Critique
La vie en Roze
Sur un sujet pareil – la chute d’une grande famille bourgeoise – n’importe quel écrivain aurait fait un roman-fleuve. Mais, bien plus avisée, Pascale Roze choisit de condenser trois générations en 170 pages, écrites au présent, avec des phrases courtes mais qui claquent, un sens du détail détonant, une sobriété inquiète qui la range du côté de chez Modiano. Ses silences sont bien plus diserts que de grands discours. De toute façon, chez les Deslorgeux, on se tait.
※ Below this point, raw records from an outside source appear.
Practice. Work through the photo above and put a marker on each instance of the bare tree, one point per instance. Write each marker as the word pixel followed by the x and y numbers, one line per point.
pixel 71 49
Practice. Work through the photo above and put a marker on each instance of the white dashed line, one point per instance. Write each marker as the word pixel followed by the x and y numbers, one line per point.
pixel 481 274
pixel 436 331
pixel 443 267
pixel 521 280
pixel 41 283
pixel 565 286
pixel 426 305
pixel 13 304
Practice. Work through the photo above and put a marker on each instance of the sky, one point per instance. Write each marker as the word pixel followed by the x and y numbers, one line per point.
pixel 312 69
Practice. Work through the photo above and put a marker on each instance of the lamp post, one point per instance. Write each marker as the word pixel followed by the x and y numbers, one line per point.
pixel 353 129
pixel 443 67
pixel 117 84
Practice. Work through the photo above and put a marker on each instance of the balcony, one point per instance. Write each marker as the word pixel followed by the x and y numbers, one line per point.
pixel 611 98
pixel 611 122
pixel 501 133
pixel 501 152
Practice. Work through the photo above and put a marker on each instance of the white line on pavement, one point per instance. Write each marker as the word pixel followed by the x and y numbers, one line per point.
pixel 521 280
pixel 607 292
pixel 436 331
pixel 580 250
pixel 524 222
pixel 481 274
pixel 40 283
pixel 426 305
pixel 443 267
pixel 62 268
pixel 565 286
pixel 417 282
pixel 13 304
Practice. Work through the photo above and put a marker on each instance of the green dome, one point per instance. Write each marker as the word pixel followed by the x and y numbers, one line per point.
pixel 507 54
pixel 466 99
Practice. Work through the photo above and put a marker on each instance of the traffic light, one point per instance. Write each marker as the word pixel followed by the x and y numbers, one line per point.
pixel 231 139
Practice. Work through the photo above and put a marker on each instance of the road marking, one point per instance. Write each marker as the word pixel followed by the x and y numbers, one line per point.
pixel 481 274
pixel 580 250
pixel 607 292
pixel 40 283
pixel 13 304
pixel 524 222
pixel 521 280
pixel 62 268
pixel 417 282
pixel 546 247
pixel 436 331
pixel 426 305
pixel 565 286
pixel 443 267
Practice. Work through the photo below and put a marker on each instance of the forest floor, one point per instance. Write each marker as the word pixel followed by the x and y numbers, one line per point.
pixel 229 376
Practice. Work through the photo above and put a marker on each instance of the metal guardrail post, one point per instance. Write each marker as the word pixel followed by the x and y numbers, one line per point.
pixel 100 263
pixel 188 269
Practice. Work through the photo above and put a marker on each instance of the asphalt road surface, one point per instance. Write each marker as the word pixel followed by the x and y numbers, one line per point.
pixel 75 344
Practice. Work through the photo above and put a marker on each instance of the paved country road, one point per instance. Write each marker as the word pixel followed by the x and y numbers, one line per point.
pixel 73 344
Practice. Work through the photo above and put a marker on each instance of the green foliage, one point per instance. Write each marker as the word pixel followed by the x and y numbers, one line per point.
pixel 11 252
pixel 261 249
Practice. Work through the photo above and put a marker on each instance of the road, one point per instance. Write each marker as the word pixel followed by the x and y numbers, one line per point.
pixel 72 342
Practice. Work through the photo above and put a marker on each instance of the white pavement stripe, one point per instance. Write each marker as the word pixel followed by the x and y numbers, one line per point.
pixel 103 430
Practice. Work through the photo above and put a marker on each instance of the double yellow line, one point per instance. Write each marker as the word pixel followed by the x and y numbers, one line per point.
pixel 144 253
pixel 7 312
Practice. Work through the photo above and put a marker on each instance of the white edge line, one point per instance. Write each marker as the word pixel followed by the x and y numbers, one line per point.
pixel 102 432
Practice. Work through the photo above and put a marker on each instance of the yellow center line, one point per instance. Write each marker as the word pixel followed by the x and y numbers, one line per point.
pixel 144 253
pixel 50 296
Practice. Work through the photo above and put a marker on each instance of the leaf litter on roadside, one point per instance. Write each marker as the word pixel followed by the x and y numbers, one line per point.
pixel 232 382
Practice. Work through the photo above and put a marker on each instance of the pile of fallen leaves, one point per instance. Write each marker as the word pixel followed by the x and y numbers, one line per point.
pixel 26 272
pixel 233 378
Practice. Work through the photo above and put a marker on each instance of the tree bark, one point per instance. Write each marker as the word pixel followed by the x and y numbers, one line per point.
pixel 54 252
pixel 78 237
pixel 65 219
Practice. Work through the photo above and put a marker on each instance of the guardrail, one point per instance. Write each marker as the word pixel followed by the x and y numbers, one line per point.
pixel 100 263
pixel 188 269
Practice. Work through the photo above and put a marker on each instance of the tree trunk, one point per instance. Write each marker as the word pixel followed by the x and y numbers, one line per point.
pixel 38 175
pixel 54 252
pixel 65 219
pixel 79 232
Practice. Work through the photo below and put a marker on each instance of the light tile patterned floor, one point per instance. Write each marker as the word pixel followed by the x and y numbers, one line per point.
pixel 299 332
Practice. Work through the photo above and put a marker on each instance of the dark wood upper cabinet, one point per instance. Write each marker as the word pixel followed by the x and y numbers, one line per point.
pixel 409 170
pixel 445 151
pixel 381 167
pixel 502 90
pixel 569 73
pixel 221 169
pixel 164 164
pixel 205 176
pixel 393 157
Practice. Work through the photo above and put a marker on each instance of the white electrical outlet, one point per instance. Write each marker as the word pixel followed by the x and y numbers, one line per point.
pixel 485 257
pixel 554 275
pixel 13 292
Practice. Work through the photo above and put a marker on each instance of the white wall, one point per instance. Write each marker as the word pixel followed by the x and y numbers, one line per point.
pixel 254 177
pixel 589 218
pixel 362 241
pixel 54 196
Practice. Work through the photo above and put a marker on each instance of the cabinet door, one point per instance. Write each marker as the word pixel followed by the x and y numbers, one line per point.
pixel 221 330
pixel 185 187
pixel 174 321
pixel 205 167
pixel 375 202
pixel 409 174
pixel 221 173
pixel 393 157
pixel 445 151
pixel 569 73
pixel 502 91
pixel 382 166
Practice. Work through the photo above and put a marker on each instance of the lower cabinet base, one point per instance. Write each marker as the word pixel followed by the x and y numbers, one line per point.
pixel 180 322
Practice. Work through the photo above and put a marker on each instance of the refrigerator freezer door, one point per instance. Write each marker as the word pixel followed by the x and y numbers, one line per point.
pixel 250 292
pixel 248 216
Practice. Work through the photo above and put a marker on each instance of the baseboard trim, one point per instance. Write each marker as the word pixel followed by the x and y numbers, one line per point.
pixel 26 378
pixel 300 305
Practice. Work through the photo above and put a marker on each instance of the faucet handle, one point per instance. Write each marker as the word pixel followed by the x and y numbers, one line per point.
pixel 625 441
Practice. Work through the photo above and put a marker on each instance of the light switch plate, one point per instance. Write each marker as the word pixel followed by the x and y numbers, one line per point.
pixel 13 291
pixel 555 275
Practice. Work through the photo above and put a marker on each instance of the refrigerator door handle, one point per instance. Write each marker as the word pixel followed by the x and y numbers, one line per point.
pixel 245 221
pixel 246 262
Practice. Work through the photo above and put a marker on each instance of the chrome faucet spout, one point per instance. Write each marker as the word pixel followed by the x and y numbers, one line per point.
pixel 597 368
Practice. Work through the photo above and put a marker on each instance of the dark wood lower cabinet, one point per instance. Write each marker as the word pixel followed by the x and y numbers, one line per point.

Et forcement, à force de ne rien dire, on se trompe de vie, de femme, de destin, on se meurtrit de père en fils, un vrai sabotage familial. Maurice a subi en silence les sarcasmes de son père. Son fils, Paul, ne desserre plus les dents depuis qu’il est rentré des camps de concentration. Quant à son frère Jean, en décidant de ne pas travailler dans l’entreprise familiale, il quitte son chemin tout tracé mais pas son milieu. Parce que tel est l’enjeu de ces gens : ne jamais sortir de leur milieu. “Curieux mot qui a disparu. Depuis peu on parle de réseau. La métaphore est scientifique, celle de milieu était biologique.” Pascale Roze raconte la dégringolade d’hommes qui vivent non pas au-dessus de leurs moyens, mais au-dessus de leur temps, qui ne croient qu’aux choses qui durent comme la popeline qu’ils fabriquent et qui devient de plus en plus belle en vieillissant. Mais la société de consommation n’aime pas les choses qui durent. Ce roman de Roze, lui, restera.